Volume 18 Number 3
Carol Matas' latest novel Jesper is the sequel to her earlier book Lisa (Lester & Orpen Dennys, 1987), which won the Geoffrey Bilson Prize for Historical Fiction for Young People. Readers of Lisa will remember that, while fighting in the Danish resistance movement during World War II, she met and fell in love with another young resistance fighter named Jesper. This novel provides an exciting account of Jesper's activities fighting the Nazis after Lisa has escaped to Sweden.Matas opens the story with Jesper in a German prison; repeated torturings have left him in constant pain as he awaits execution by his captors.
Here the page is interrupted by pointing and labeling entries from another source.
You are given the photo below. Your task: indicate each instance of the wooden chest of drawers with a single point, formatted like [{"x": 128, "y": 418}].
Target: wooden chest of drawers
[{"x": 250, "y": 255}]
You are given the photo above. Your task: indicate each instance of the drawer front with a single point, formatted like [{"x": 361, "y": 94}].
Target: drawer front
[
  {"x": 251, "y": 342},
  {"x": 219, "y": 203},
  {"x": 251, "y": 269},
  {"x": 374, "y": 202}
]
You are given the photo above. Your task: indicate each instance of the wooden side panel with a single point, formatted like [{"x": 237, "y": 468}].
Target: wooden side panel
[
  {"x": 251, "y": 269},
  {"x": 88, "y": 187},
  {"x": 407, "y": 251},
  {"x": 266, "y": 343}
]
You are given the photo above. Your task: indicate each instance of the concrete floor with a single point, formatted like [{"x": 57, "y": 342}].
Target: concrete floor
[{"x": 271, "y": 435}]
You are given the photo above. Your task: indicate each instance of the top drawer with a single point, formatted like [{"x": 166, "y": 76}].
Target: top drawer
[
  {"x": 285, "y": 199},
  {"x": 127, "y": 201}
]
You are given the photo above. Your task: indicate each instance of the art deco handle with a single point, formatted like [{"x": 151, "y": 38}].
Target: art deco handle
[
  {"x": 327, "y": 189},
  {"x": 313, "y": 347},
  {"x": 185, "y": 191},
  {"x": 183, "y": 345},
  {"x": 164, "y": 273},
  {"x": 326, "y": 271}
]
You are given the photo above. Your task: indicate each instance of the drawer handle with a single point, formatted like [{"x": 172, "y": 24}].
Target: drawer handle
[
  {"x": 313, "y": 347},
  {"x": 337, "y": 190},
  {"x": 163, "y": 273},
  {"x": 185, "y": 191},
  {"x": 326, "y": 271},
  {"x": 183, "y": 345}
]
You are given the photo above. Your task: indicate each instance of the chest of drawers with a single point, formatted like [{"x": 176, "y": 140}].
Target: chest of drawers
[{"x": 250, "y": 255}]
In flashbacks, he reveals his adventures as a journalist and saboteur. On the eve of his execution, a daring RAF bombing raid signals not only the end of the German occupation of Denmark but also Jesper's liberation. This is an unusual presentation. The story is one that early teens would enjoy. There are exciting action scenes, a love interest and even some rather mature curse words - all of interest to those who are beginning to feel the imminence of young adulthood. Jesper is unusual, however, in that the reading level, according to Frey's scale, measures out at the grade 4 level. This latter would seem to suggest that the story was written to serve as high interest / easy reading material for the low-achieving teenager. Because Lisa was not available to this reviewer, no comparisons could be made.
P.J. Hammel, University of Saskatchewan, Saskatoon, SK.